Perhaps you fired the first shot or responded unkindly to an offense. Be really honest with yourself. It doesn’t mean your anger is illegitimate if you did play a role in the problem. It simply means you need to take your own actions into account if you’re going to come up with a good solution. Some common mistakes people make include not setting or enforcing proper boundaries; not speaking up when the problem occurs and letting it fester; not communicating your expectations and expecting others to read your mind.

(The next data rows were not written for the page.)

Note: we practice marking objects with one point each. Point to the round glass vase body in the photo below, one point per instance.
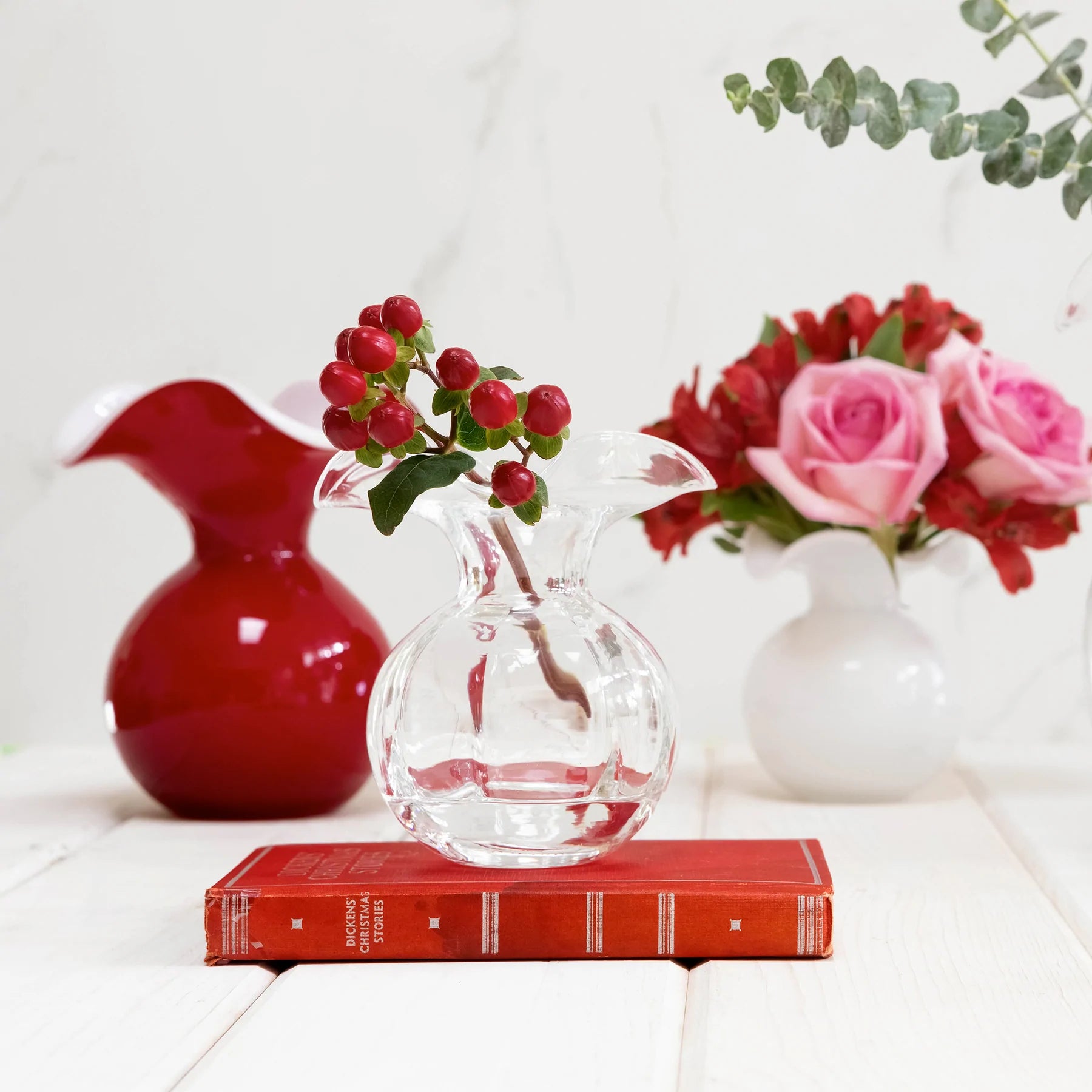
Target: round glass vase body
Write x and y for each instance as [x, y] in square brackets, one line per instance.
[525, 724]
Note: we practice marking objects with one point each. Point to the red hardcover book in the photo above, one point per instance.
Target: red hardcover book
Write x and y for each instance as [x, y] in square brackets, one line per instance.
[401, 901]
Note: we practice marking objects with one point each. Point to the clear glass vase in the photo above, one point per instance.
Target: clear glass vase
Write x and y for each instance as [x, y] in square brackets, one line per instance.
[525, 724]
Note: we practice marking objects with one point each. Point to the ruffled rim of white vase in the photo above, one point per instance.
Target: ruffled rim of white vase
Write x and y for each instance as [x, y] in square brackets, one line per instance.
[949, 553]
[87, 423]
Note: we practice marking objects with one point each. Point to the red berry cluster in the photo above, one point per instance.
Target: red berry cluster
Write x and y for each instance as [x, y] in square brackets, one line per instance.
[371, 414]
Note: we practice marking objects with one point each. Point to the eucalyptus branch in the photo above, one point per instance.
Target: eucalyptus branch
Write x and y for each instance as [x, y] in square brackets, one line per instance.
[841, 99]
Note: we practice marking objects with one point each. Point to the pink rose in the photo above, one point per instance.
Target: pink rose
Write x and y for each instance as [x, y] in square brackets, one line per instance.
[857, 442]
[1034, 443]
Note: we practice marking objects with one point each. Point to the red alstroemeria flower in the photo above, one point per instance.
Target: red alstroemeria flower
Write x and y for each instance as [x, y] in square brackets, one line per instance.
[676, 524]
[1006, 530]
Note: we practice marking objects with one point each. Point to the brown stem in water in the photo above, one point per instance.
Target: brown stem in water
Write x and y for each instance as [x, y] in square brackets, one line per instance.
[564, 684]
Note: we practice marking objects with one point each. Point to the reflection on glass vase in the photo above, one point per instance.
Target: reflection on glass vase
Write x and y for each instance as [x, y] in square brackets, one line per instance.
[525, 724]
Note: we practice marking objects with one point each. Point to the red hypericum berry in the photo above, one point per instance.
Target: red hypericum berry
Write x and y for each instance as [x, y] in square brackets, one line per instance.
[493, 404]
[458, 369]
[341, 345]
[513, 484]
[402, 314]
[371, 317]
[342, 431]
[342, 385]
[391, 424]
[371, 349]
[548, 410]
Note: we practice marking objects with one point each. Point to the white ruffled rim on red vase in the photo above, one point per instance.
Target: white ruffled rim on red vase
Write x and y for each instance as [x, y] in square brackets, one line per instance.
[289, 413]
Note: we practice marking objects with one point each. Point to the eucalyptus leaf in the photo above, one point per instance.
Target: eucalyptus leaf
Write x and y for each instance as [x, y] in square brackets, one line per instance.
[886, 344]
[885, 126]
[1018, 110]
[823, 91]
[947, 136]
[1063, 69]
[835, 126]
[1028, 170]
[982, 15]
[1056, 154]
[843, 81]
[1063, 127]
[928, 103]
[1003, 163]
[815, 113]
[1005, 38]
[782, 76]
[393, 498]
[797, 105]
[737, 90]
[1073, 198]
[995, 128]
[767, 107]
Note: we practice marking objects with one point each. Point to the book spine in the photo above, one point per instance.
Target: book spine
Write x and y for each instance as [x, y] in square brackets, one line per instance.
[372, 923]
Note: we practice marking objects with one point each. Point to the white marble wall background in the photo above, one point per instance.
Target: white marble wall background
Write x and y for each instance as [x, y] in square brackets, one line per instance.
[218, 187]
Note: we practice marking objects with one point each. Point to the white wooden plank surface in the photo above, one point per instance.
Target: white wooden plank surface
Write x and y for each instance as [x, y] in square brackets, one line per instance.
[480, 1026]
[1041, 801]
[102, 980]
[54, 800]
[951, 969]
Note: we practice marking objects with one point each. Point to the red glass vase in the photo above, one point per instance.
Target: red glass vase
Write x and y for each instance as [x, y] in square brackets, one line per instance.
[240, 688]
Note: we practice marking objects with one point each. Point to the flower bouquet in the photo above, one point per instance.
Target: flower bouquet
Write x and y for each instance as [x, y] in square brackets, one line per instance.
[894, 423]
[831, 438]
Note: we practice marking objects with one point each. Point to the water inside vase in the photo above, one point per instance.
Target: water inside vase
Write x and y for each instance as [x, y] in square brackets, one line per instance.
[525, 723]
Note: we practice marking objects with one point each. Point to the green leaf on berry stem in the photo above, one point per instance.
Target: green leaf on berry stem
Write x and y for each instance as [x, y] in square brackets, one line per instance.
[886, 344]
[982, 15]
[393, 498]
[530, 511]
[423, 340]
[372, 459]
[360, 410]
[445, 401]
[737, 90]
[544, 447]
[398, 375]
[469, 433]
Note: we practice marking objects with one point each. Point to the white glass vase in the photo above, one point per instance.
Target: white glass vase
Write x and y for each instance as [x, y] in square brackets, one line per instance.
[852, 700]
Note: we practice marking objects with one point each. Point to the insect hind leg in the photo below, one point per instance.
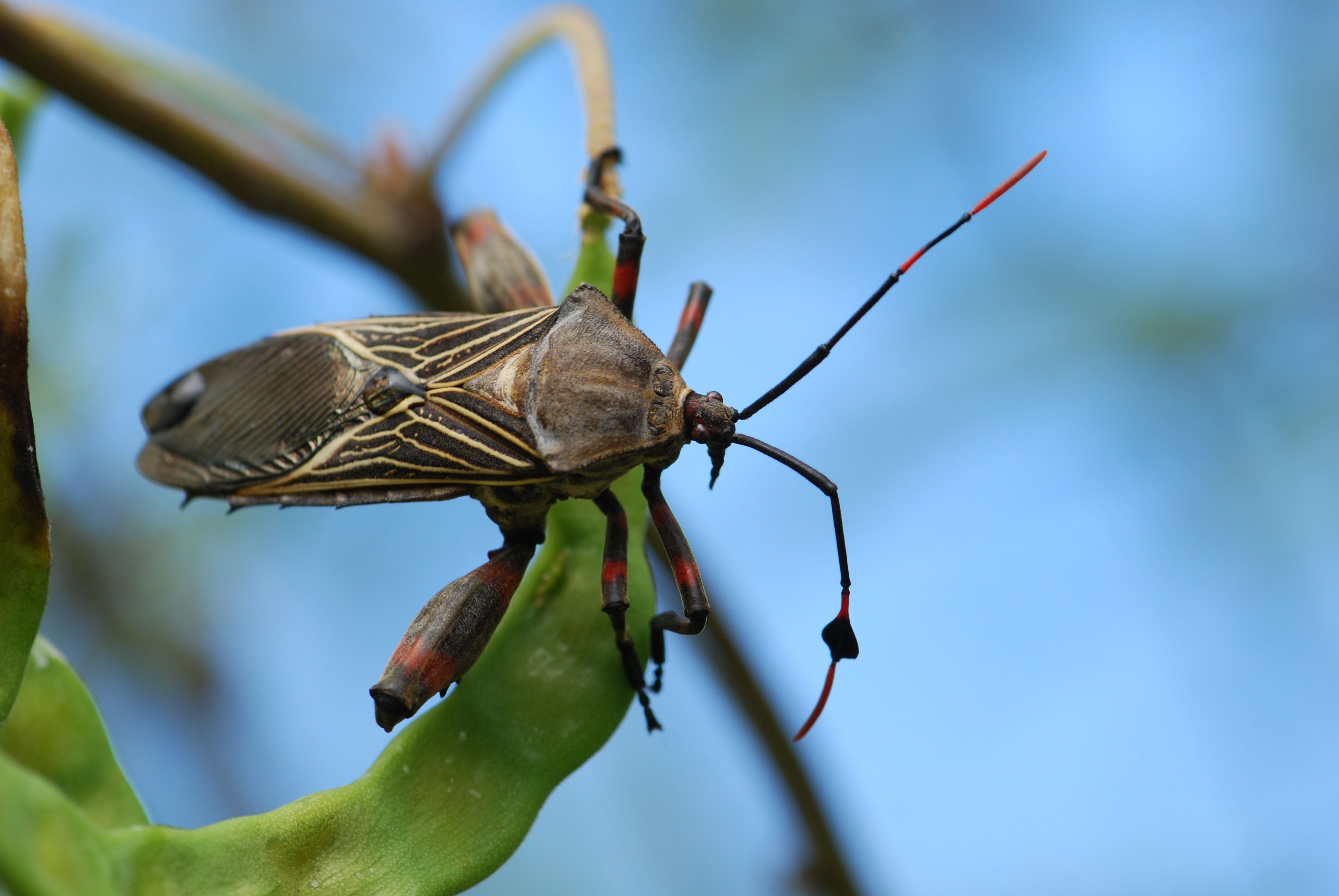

What is my proper role here?
There are common roles we all play such as husband, wife, mother, father, child, employee, supervisor, student, therapist, lawyer, etc. Most of us have several roles that may overlap at times. Each role has expectations associated with it. Acting outside of those roles can lead to trouble. For instance, a wife acting like her husband’s mother or a husband acting like a lawyer and cross-examining his wife are sure to rise tensions rather than ease them. If a friend is leaning on you for advice, perhaps you’re frustrated to be in a therapist role and that friend should be seeking an actual counselor. Defining your proper role in a given situation and behaving in a way consistent with that role can help bring clarity and minimize frustration and resentment.
What do I have control over in this situation?
Your anger can make you feel completely out of control, but rarely is anyone truly out of control of their situation. You can’t control how someone else thinks, feels, or responds, but you do have control over how you respond. Assess any leverage you may have. For instance, you may be upset with your kids being on their phones too much and ignoring family. If you pay the bill you do have some control, if you’re willing to exercise it. Never make idle threats on which you cannot follow through. This will only increase frustration. Remember, you’ll waste precious energy trying to control another person’s feelings or actions, so focus your efforts and energy on the things you do have control over. Surrender the rest.
Channeling Anger for Good
Understand [anger’s] purpose and you can learn to use your anger productively instead of destructively.
Anger doesn’t feel good to experience, but it does serve a purpose. Understand that purpose and you can learn to use your anger productively instead of destructively.
When wrestling with anger, take a spiritual perspective on it. Injustices will happen. God often allows them for our greater good. The crucifixion of Christ was both the greatest injustice and the means of our redemption. Every wrong is not worth fighting. Praying for the grace to forgive your enemies must be a central strategy employed when battling the pains, heartaches, and inequities of life.
Ultimately, anger is a tool like a knife. And like a knife, it can be used to harm others (and ourselves), or it can be used to help ourselves and those in need. We just have to decide how we’ll use it.